O TCU quer rever o passado?
08 de maio de 2011 | 0h 00
– O Estado de S.Paulo
O Tribunal de Contas da União (TCU) enveredaria por um terreno muito perigoso, se prevalecesse a proposta encampada pelo ministro Walton Alencar Rodrigues de rever os primeiros contratos de concessão de rodovias, firmados na década de 1990. A questão remonta a 2007, quando técnicos do TCU questionaram o fato de as concessionárias operarem com uma rentabilidade anual de 17% a 24% acima da inflação. Como o Estado noticiou (4/5), a proposta, que estava em pauta naquela Corte, não prosperou, graças ao alerta do ministro Raimundo Carreiro de que ela representava uma quebra unilateral de contratos, e teria consequências judiciais. Mais: a revisão de contratos, quando não há irregularidades, é incompatível com o Estado de Direito. Se acatada pelo plenário do TCU, repercutiria negativamente sobre a imagem do Brasil, além de causar grandes prejuízos à sociedade, em uma fase em que o País precisa de parcerias com o setor privado para levar a cabo as grandes obras de infraestrutura de que carece.
O presidente da Agência Nacional de Transportes Terrestres (ANTT), Bernardo Figueiredo, deixou claro que não compactua com a proposta de revisão, que não está prevista nos primeiros contratos de concessão de rodovias, incluindo a Nova Dutra entre São Paulo e Rio, ponte Rio-Niterói, a Rio-Juiz de Fora, a Rio-Teresópolis e trechos no Rio Grande do Sul. Se o TCU chegar a determinar modificações nos contratos, disse ele, a ANTT vai recorrer à Justiça, como devem certamente fazer também as partes afetadas.
Segundo analistas, se houvesse revisão, o TCU estaria extrapolando de suas funções, já que não é de sua alçada introduzir novas cláusulas em contratos já firmados há anos com o governo federal e que configuram atos jurídicos perfeitos. Se, eventualmente, no exercício de suas funções fiscalizadoras dos gastos públicos, o TCU detectasse irregularidades no cumprimento dos contratos, poderia intervir e até suspendê-los. Mas não lhe cabe questionar se uma concessão ou privatização está sendo mais ou menos rentável para as empresas vencedoras de concorrências públicas ou leilões.
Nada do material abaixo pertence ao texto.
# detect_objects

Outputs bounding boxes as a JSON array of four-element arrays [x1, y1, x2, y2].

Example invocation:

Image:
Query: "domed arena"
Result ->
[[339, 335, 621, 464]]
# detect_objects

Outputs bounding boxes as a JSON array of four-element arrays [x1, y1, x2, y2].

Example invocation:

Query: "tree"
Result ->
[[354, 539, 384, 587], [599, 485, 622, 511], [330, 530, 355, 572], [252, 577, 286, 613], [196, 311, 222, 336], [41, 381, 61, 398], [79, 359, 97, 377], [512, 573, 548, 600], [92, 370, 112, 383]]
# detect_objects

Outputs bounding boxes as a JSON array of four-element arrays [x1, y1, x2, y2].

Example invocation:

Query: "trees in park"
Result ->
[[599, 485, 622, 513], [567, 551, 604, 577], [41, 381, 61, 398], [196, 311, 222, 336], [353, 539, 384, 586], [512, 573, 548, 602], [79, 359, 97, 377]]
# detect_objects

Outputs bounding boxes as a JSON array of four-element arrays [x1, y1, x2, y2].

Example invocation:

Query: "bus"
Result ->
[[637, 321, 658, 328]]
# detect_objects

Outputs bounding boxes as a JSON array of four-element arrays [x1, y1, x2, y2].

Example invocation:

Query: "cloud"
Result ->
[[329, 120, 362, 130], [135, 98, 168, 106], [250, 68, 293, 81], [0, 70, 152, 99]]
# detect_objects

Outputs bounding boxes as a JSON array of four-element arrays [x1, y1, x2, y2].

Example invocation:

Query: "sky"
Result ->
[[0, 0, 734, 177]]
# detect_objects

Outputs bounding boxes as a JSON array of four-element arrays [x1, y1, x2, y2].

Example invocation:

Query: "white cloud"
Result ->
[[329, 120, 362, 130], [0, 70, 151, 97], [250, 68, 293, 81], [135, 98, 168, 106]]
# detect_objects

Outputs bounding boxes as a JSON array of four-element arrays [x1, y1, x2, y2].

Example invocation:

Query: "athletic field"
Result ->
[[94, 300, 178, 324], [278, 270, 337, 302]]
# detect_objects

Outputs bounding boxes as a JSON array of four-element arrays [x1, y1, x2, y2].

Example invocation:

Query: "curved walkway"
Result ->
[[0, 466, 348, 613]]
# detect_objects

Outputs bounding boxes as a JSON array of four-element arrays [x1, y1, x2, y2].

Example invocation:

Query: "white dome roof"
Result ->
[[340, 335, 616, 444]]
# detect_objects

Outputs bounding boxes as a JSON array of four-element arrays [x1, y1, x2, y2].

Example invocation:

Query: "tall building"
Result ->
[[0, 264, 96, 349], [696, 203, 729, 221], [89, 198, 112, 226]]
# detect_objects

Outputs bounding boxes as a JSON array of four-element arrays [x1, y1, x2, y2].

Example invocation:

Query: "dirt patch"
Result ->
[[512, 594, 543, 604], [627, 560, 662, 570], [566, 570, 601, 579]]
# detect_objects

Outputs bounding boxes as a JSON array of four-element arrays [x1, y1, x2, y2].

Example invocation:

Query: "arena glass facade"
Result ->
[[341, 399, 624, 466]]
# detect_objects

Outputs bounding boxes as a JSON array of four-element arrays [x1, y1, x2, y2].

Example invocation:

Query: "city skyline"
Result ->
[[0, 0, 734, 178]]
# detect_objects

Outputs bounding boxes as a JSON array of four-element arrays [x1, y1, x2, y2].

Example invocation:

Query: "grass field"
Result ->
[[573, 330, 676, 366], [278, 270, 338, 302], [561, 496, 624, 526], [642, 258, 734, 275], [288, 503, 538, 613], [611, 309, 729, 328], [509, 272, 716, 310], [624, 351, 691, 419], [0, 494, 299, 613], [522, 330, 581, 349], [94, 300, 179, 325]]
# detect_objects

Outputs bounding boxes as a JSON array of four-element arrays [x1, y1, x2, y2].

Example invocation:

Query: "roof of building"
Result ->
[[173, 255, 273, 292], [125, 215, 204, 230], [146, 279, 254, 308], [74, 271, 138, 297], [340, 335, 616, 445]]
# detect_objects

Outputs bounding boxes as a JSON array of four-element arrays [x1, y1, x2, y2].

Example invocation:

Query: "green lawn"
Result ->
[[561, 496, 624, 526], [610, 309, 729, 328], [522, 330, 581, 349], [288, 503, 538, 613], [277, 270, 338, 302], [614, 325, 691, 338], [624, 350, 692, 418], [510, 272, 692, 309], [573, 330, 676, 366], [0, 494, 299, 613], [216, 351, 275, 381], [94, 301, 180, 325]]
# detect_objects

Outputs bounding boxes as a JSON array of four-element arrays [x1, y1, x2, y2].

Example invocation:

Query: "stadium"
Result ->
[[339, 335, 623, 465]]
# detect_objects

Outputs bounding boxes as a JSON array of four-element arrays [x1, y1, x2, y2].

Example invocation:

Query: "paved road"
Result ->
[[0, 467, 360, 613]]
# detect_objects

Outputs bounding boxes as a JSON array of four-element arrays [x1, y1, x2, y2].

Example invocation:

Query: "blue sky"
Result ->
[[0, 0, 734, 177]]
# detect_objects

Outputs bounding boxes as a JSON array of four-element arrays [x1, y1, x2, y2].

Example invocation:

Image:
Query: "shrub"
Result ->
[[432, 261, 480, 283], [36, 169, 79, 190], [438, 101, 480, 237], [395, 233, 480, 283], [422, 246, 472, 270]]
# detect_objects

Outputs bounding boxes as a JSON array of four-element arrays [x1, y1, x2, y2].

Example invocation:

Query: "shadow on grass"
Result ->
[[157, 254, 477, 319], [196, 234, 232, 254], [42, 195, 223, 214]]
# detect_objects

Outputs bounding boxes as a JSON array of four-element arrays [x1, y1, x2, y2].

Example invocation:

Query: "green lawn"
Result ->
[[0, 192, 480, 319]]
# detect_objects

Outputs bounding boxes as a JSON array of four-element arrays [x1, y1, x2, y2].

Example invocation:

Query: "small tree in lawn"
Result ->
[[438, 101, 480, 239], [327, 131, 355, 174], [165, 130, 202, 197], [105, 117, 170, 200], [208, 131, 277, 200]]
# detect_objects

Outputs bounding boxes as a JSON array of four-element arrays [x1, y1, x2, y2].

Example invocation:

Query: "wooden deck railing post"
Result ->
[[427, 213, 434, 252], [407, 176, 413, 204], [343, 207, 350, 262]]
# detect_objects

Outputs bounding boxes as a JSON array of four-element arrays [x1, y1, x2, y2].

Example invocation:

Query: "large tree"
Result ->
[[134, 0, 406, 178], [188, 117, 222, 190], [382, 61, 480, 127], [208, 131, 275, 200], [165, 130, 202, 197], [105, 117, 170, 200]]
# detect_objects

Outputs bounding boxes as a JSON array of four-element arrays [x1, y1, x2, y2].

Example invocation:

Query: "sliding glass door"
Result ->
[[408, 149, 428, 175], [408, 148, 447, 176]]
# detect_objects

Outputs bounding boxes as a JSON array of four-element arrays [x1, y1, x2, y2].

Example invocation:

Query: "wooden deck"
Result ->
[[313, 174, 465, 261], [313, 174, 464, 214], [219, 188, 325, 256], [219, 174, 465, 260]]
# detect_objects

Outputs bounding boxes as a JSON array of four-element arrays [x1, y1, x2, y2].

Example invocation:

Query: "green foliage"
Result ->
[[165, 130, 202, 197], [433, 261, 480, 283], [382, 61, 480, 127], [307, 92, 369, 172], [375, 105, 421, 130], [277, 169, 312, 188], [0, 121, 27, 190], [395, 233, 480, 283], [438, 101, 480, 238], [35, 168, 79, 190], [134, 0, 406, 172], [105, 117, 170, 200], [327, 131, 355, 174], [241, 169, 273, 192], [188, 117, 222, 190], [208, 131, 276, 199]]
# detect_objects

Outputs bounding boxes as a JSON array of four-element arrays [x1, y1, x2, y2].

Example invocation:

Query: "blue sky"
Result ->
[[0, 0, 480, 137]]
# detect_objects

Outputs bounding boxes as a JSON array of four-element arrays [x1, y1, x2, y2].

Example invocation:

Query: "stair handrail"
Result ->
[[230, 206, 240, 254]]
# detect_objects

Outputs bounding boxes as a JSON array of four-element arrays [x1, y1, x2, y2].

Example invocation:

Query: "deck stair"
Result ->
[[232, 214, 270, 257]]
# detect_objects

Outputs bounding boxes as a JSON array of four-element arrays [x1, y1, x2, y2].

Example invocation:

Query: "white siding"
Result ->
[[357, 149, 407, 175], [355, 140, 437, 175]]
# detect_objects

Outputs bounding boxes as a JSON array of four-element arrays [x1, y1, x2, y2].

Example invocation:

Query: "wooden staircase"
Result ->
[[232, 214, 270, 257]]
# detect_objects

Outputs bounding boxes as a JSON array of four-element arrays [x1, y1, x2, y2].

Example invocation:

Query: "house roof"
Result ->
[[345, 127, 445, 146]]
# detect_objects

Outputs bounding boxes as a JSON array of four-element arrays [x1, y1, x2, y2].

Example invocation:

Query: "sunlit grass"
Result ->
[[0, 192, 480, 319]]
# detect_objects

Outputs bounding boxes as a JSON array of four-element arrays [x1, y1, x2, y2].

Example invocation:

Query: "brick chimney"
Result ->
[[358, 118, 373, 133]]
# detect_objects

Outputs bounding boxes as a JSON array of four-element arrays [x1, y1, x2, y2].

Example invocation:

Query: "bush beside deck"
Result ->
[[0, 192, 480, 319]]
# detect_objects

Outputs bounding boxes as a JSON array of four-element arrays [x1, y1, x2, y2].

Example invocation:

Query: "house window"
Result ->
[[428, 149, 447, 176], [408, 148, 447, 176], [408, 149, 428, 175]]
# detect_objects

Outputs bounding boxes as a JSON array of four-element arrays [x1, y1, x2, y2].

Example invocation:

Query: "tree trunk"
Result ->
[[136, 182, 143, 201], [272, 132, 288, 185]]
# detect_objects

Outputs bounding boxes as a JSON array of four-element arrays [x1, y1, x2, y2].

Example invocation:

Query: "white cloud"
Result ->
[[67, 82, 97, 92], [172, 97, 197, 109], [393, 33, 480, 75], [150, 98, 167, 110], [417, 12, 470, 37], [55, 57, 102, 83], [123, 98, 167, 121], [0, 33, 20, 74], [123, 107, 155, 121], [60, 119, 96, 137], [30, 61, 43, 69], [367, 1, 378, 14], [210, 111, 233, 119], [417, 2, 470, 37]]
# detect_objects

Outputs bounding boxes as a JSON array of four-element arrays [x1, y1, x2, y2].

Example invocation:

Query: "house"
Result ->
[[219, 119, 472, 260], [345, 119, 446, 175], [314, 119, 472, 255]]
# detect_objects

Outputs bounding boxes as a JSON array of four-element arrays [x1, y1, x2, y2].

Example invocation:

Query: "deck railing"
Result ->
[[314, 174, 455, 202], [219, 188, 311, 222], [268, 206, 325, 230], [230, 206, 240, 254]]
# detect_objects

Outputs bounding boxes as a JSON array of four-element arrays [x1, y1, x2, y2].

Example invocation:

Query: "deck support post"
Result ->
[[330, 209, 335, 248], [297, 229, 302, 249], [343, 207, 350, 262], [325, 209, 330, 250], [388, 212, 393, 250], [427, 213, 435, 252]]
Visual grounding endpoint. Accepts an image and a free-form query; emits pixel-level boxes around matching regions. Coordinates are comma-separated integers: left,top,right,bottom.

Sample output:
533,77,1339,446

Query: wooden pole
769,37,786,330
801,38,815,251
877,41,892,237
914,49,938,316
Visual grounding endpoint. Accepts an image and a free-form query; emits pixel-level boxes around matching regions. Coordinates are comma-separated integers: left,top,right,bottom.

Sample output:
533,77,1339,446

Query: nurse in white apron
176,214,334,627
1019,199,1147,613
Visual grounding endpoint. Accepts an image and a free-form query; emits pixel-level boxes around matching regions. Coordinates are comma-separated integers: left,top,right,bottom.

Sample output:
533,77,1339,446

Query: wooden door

A rentabilidade, como bem mostram outras concessões de serviços públicos, particularmente no setor elétrico, não depende exclusivamente do valor da tarifa ou pedágio cobrado aos usuários. Basicamente, ela resulta da capacidade de gestão das empresas, que compreende emprego de pessoal qualificado, boa administração financeira e uso de técnicas modernas.
Não procede a comparação com as taxas de retorno de concessões mais novas e que giram em torno de 8,95%. É preciso levar em conta que, na época em que foram realizados os primeiras contratos para administração privada de rodovias, a inflação estava em patamares muito elevados, assim como as taxas de juros, e pesados investimentos se faziam necessários para melhoria das condições de tráfego. Concorrências foram feitas, de acordo com a lei e com a modelagem estabelecida pelo governo, e as vencedoras se dispuseram a arcar com os riscos de um novo tipo de negócio.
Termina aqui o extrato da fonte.